Standing With Victims

Click here to read this opinion piece from Andy Gipson, Mississippi Commissioner of Agriculture and Commerce

This week, the 40th anniversary of National Crime Victims Rights Week (NCVRW), I find myself reflecting on not only the trauma, but the resiliency of Mississippi’s crime victims.

At the Mississippi Department of Agriculture and Commerce, our law enforcement division – the Ag Theft Bureau – works with farmers who are victims of crime. Those crimes could be timber theft, or cattle rustling, or stolen farm equipment. Sometimes it involves the killing of livestock and farm animals. While serious crimes, many times Ag Theft can recover stolen property or help a farmer use the Courts to recoup financial losses.

But when a crime harms a person directly, that person or their family are not as easily made whole. In the legal system, I have seen firsthand how frightening and confusing it can be for victims, who are often still grieving and recovering, to navigate the criminal justice systems. During my time in the Mississippi legislature, I was proud to always vote in favor of legislation that would best serve victims of crime, including Marsy’s Law, a constitutional amendment that would provide equal and enforceable protections for victims.  I also voted to strengthen victims’ rights by requiring the parole board to notify victims before hearings.

I have seen victims of crime failed to be notified of criminal release, unaware of hearings, and be retraumatized by the justice system. Victims often fall through the cracks of our system and National Crime Victims Rights Week is an opportunity to recommit ourselves – as citizens and public servants – to standing with those that have experienced the unthinkable.

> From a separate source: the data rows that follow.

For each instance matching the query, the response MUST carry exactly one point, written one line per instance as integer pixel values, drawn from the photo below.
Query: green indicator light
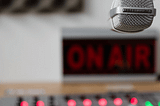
(148, 103)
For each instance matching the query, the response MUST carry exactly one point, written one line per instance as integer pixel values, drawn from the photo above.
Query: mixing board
(106, 99)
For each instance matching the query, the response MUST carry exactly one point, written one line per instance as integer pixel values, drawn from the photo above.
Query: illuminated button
(102, 102)
(158, 103)
(134, 101)
(24, 103)
(148, 103)
(87, 102)
(40, 103)
(71, 103)
(118, 101)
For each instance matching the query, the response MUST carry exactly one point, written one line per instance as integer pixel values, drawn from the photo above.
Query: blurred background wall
(30, 43)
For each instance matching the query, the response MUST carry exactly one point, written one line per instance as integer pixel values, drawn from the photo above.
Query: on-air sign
(108, 56)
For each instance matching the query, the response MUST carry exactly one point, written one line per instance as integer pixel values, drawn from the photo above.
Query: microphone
(132, 15)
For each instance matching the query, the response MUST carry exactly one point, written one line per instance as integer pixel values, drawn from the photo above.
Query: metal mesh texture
(132, 23)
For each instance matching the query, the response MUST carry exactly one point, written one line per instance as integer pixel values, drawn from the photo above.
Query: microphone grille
(134, 3)
(132, 22)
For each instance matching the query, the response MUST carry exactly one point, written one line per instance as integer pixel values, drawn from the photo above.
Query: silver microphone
(132, 15)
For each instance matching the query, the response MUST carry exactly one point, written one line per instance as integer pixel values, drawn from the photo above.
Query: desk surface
(72, 88)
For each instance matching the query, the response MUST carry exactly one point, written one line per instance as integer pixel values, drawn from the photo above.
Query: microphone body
(132, 15)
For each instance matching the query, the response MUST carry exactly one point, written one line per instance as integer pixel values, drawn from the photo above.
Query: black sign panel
(108, 56)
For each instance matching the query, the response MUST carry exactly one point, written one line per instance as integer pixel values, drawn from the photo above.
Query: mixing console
(106, 99)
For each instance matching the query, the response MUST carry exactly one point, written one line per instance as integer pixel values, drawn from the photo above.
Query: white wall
(30, 44)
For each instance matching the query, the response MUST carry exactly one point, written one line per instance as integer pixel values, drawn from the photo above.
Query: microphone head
(132, 15)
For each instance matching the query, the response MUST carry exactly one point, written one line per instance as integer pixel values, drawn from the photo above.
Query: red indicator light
(24, 103)
(102, 102)
(134, 101)
(40, 103)
(71, 103)
(118, 101)
(87, 102)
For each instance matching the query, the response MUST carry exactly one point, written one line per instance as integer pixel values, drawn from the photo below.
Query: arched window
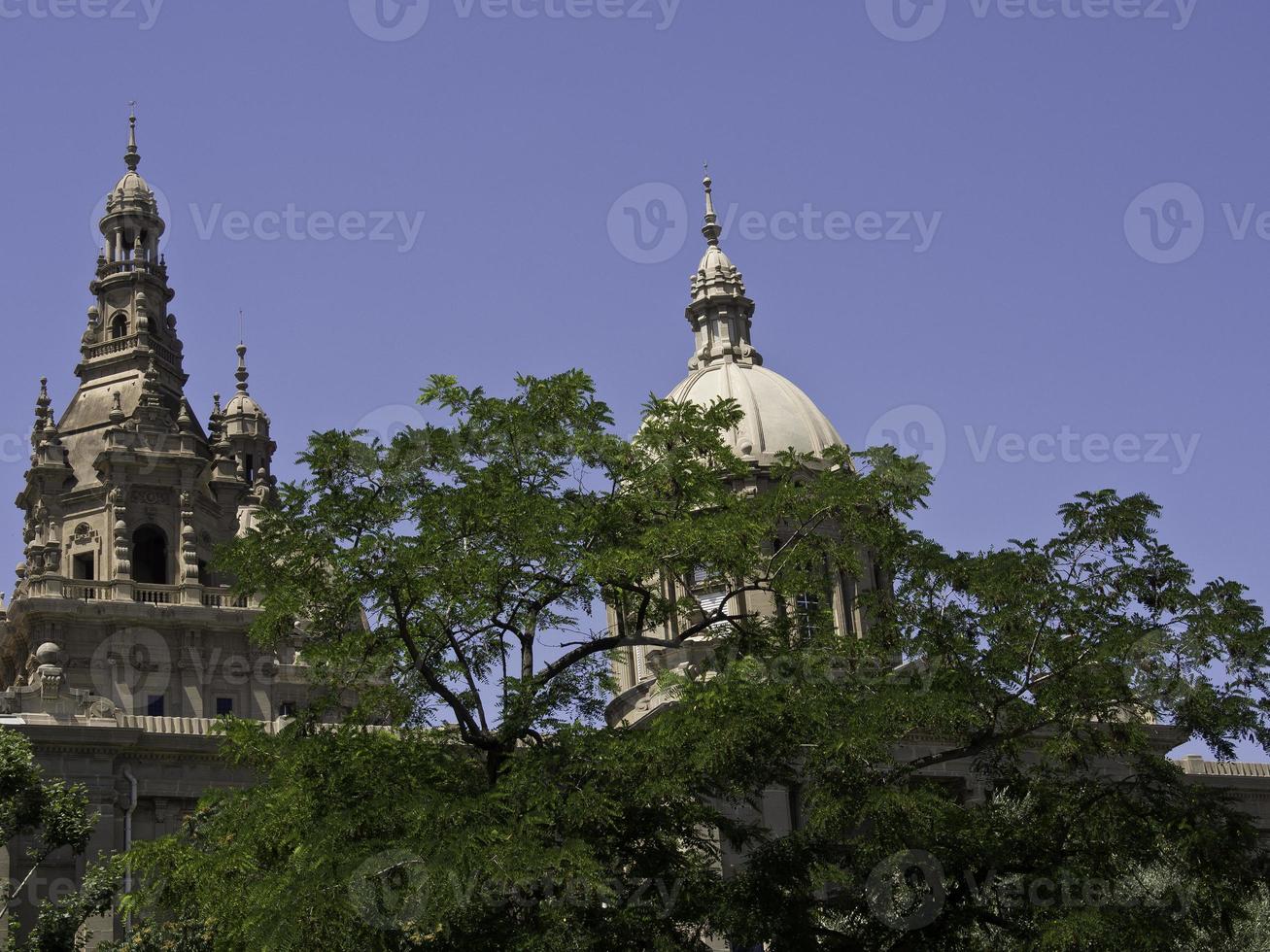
(150, 556)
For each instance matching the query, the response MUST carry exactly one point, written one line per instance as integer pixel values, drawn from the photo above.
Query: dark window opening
(150, 556)
(83, 567)
(807, 605)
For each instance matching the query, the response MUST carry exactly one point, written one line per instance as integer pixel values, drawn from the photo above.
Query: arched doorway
(150, 556)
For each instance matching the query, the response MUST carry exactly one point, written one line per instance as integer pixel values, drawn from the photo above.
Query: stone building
(778, 415)
(120, 646)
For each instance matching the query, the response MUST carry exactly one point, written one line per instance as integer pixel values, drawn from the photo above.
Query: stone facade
(120, 645)
(780, 417)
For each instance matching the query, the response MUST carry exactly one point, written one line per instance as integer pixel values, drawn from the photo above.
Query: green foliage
(980, 765)
(49, 816)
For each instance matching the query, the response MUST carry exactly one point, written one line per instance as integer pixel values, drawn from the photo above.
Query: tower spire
(711, 230)
(241, 375)
(132, 158)
(720, 313)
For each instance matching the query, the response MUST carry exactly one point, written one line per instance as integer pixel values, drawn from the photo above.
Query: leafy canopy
(454, 579)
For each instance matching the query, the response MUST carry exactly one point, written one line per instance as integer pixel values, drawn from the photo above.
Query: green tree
(500, 812)
(46, 818)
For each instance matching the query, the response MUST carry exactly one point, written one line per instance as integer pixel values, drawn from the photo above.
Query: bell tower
(126, 499)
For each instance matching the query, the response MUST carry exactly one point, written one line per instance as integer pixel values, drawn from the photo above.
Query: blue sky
(1021, 235)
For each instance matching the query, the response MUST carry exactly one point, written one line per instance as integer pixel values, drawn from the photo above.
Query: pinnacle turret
(720, 313)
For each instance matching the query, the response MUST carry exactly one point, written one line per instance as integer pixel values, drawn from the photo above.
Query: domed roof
(131, 191)
(243, 405)
(132, 188)
(243, 415)
(778, 415)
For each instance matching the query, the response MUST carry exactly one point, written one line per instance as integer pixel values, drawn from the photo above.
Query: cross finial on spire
(711, 230)
(241, 371)
(133, 157)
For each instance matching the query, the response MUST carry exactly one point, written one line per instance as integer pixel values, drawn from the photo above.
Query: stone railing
(119, 346)
(126, 591)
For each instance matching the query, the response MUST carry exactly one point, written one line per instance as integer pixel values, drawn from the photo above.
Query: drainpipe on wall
(127, 834)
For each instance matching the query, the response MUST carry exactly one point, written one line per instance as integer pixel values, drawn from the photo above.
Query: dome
(244, 418)
(778, 415)
(131, 190)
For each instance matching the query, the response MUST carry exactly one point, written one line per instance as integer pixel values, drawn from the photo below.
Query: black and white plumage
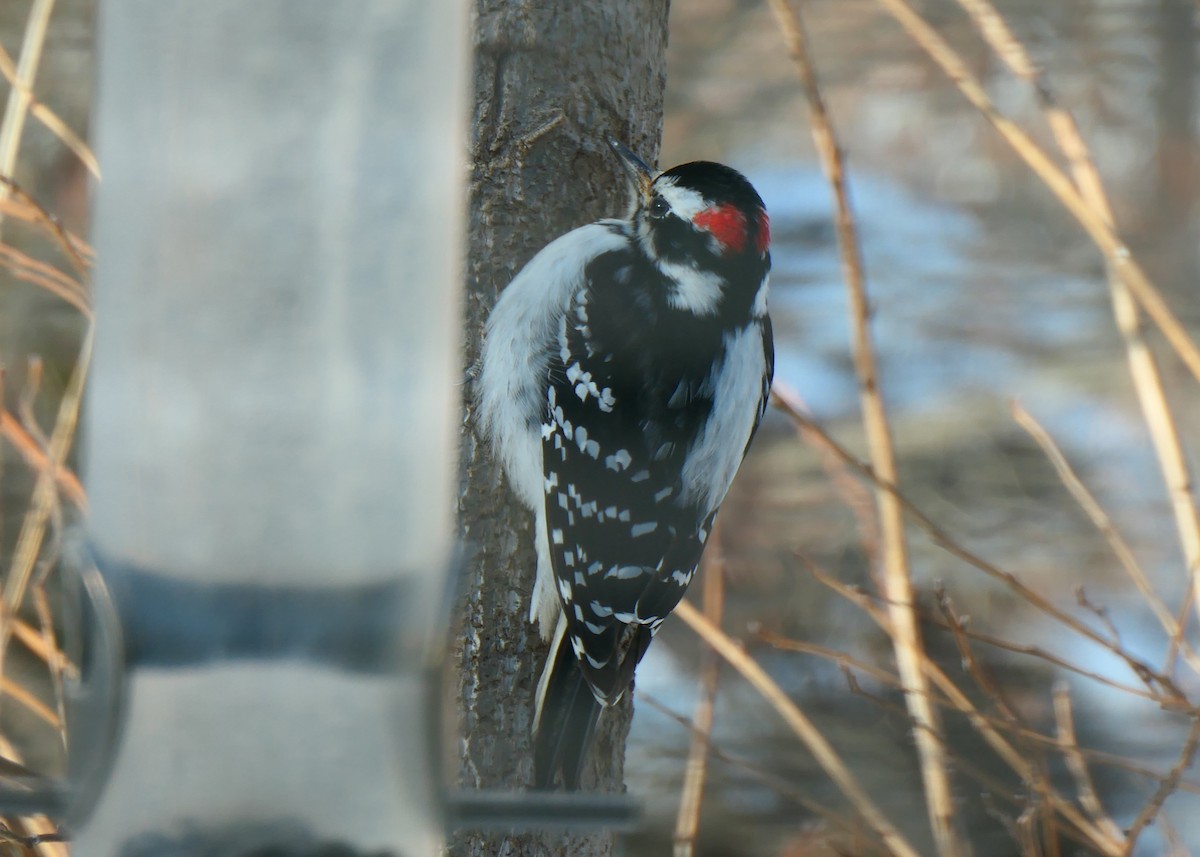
(624, 372)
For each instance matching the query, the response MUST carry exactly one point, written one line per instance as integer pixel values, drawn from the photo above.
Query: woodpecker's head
(705, 227)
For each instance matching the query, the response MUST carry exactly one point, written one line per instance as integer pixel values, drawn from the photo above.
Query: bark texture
(553, 79)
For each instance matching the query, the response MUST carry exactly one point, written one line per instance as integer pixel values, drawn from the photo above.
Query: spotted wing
(623, 541)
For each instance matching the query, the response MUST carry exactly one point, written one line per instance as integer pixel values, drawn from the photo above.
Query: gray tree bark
(552, 82)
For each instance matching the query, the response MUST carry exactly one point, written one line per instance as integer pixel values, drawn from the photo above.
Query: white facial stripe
(693, 289)
(684, 202)
(760, 299)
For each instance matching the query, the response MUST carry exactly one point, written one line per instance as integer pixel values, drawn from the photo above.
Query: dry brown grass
(1051, 816)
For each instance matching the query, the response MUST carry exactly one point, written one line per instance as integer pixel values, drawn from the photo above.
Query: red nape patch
(726, 225)
(763, 240)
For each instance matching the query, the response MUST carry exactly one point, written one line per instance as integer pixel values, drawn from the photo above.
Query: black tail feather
(567, 717)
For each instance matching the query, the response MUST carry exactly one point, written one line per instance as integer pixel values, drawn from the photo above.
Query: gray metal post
(271, 414)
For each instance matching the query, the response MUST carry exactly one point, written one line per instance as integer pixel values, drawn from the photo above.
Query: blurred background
(984, 291)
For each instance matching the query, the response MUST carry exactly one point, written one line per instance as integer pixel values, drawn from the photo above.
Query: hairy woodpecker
(624, 371)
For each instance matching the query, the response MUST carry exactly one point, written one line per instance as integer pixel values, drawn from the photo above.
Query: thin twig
(780, 784)
(1143, 366)
(982, 724)
(45, 499)
(1115, 251)
(1171, 695)
(49, 119)
(688, 819)
(35, 456)
(822, 751)
(897, 571)
(22, 89)
(1104, 523)
(1167, 787)
(1089, 798)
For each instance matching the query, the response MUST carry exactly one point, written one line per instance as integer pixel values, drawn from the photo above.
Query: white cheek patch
(693, 289)
(684, 202)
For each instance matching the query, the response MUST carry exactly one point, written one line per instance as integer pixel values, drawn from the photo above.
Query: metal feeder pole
(271, 417)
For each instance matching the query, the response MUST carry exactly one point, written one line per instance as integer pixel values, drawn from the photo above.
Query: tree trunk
(552, 82)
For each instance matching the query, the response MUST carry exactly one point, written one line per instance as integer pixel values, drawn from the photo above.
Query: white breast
(521, 331)
(737, 388)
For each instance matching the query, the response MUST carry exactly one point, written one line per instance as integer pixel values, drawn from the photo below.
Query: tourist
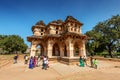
(44, 63)
(91, 61)
(34, 61)
(31, 63)
(15, 58)
(38, 61)
(26, 59)
(95, 63)
(85, 60)
(47, 62)
(81, 62)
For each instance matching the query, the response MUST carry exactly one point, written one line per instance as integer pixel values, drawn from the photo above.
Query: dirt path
(106, 71)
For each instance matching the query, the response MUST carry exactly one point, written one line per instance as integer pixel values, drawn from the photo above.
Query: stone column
(49, 49)
(33, 50)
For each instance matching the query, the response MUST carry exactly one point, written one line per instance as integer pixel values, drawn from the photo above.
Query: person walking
(34, 62)
(91, 61)
(38, 61)
(95, 63)
(44, 63)
(15, 58)
(26, 59)
(31, 63)
(85, 60)
(81, 62)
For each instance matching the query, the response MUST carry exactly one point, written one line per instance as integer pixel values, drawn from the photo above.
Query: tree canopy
(12, 44)
(105, 36)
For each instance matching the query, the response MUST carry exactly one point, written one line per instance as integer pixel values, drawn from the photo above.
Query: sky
(18, 16)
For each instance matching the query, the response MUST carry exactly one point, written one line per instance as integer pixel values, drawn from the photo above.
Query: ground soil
(107, 70)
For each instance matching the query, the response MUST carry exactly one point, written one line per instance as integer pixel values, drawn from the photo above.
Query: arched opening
(56, 50)
(39, 50)
(76, 49)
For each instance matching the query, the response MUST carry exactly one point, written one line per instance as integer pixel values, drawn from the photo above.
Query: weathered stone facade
(58, 38)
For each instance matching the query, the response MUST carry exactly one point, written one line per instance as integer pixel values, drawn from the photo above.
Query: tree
(105, 35)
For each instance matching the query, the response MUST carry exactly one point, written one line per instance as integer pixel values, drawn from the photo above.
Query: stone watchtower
(62, 39)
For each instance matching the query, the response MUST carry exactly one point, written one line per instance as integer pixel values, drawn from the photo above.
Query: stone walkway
(107, 70)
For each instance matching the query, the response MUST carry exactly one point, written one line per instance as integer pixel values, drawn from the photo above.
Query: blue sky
(18, 16)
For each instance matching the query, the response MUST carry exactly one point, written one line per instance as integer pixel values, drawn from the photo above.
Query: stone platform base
(66, 60)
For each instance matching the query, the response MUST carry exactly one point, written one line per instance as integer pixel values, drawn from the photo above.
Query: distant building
(58, 38)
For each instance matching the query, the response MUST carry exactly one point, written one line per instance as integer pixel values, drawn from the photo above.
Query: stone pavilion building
(58, 39)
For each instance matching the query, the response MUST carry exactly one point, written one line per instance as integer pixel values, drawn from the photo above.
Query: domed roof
(72, 19)
(40, 23)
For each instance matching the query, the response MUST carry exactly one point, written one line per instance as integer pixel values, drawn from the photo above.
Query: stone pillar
(33, 50)
(49, 49)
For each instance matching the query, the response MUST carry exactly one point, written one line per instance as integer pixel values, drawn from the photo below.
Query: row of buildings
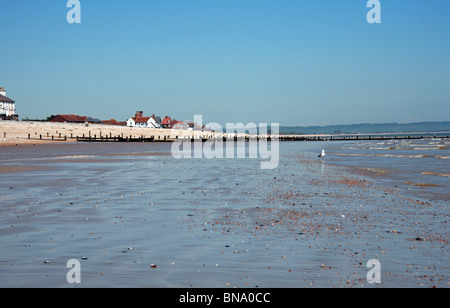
(156, 122)
(7, 107)
(139, 120)
(8, 112)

Here in Mississippi, we have made much progress over the years in standing up for victims, but we still have far to go. This week, April 18 through April 24, the Department of Agriculture will be lighting the Mississippi Coliseum in purple light to remember victims of crime.

We honor these victims and their rights – including the right to be heard and to be treated with fairness, dignity, and respect. Our community’s continued engagement and recognition of the challenges faced by victims ensures that the progress made to date is not lost, and that we look ahead to opportunities to gain greater justice and healing for all victims.